By purchasing a permanent online account, you'll gain access to dedicated online servers, persistent statistics tracking, the use of Savage 2's newest persistent item inventory feature, and keep record of their character's progress in-game. Of course, that's after you have used up your free five-hour allowance for online play - and that only begins after you've joined a server using a freely registered account.
Take note that S2 Games didn't conceal or lock out any features for offline and local play for the free download. In fact, all of the game's integrated features are usable from the very start, and LAN play will be identical to online play - if only not as rewarding as having your achievements stored in a persistent database and having every match recorded in an online website.
If you're not happy with the current server availability and your ping times - or you'd rather play with people who wouldn't hesitate to play with you and have fun, and not win at the expense of others' dissatisfaction - you'd do well to stay within the confines of local play.
Other definite pluses for LAN play are that latency with high-speed networks are absolutely non-existent. Even setting up LAN dedicated servers are a piece of cake if you've patched your game to the latest - thanks to a predefined batch startup file courtesy of S2 Games.
Ultimately, the choice of whether to pay or not is yours to make. It's just a one time deal, anyway; there are no subscription or hidden fees attached. And if even if you're not an independent gaming crusader like some people are, if Savage 2 tickles you in a funny, special way, why not support S2 Games' unconventional, independent project with 30 smackeroos?
Like father, like son
In every way that Savage 2: A Tortured Soul lives up to be a worthy successor to Savage: Battle for Newerth, it also portrays similar faults of the first title.
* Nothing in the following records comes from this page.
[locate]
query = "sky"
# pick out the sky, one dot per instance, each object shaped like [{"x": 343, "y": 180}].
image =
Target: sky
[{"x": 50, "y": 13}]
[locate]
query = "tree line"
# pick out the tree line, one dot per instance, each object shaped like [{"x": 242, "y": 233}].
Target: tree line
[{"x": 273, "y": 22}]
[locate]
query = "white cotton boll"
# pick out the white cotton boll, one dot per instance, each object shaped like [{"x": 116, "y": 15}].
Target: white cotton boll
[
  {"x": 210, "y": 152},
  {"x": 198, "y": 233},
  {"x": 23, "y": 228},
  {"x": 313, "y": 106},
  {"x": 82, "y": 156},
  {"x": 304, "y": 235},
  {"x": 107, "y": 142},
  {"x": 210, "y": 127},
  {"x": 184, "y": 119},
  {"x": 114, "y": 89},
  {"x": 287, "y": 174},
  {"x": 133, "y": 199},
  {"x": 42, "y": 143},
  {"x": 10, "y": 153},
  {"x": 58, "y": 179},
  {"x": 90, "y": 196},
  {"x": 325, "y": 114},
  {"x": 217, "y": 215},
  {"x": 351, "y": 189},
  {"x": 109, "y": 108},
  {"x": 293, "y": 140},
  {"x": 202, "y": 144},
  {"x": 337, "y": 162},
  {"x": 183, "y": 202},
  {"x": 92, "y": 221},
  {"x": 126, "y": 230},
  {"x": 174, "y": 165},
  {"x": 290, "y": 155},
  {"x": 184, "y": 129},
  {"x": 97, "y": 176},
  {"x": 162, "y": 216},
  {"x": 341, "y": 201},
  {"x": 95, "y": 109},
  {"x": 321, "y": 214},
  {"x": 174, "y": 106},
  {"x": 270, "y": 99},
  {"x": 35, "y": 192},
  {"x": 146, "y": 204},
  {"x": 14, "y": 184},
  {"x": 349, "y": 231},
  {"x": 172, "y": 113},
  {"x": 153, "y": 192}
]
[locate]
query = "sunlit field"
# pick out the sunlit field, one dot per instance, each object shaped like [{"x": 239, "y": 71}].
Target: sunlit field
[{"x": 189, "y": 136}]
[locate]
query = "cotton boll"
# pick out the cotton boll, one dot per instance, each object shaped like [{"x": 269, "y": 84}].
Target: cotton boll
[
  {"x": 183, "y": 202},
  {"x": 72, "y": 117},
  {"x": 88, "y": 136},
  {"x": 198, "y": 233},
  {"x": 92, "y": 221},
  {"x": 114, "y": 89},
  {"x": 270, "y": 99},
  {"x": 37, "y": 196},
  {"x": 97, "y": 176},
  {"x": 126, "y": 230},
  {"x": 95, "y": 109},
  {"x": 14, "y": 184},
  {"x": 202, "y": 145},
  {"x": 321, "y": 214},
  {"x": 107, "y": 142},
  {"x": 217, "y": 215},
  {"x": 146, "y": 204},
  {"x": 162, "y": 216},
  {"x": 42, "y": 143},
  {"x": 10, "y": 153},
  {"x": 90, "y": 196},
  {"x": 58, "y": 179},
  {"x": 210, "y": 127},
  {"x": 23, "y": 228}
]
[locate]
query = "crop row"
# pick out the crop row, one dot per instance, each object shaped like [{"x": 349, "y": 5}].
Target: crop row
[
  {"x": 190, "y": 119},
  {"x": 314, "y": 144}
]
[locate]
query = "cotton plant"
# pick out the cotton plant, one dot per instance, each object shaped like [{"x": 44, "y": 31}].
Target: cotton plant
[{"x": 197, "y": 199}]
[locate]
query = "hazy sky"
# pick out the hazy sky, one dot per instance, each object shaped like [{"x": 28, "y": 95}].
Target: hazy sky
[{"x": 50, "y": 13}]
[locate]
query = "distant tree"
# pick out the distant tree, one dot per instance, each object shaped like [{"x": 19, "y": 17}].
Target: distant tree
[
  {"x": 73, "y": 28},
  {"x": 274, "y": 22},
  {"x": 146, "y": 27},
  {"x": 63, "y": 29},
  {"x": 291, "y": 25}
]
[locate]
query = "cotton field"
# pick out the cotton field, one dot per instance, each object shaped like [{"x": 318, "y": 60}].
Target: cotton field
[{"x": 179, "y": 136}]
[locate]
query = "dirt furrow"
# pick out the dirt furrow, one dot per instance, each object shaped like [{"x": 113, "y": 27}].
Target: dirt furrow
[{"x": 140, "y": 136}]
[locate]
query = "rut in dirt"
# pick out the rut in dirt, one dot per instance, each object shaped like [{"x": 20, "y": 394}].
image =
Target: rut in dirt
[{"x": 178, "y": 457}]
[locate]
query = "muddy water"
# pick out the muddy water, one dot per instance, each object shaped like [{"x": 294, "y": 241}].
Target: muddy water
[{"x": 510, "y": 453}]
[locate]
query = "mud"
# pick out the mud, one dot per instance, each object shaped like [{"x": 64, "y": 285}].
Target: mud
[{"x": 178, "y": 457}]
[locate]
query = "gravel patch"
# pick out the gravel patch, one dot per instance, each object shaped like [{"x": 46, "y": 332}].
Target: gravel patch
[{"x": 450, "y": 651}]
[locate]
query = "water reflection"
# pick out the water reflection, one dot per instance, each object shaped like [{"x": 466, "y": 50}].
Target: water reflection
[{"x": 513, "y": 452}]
To be fair, however, many of the faults have one foot set upon factors way out of S2 Games' control.
We acknowledge the developer's attempts to alleviate these issues, including the steep learning curves and unbalanced games. It just so happens that it should have been a cooperation of two sides, and some players just don't want to practice sportsmanship or be the charitable type, and play along.
But those issues aside, Savage 2 is still the gem that Savage was before. Sure, it's not the perfect kind of cut, but it's fun, it's addicting, and damn near worth getting into the offices early for. It's also got our minds churning out battle theories and plans of conquest. Now if only we could get someone to carry out our dastardly plans - it's hard to achieve anything when everyone wants to play commander.
But perhaps the best part is it's got Xbox head Nicolo S. wanting to try, and it has Ryan C. ogling the next-generation goodies. Now I really can't argue with that, can I?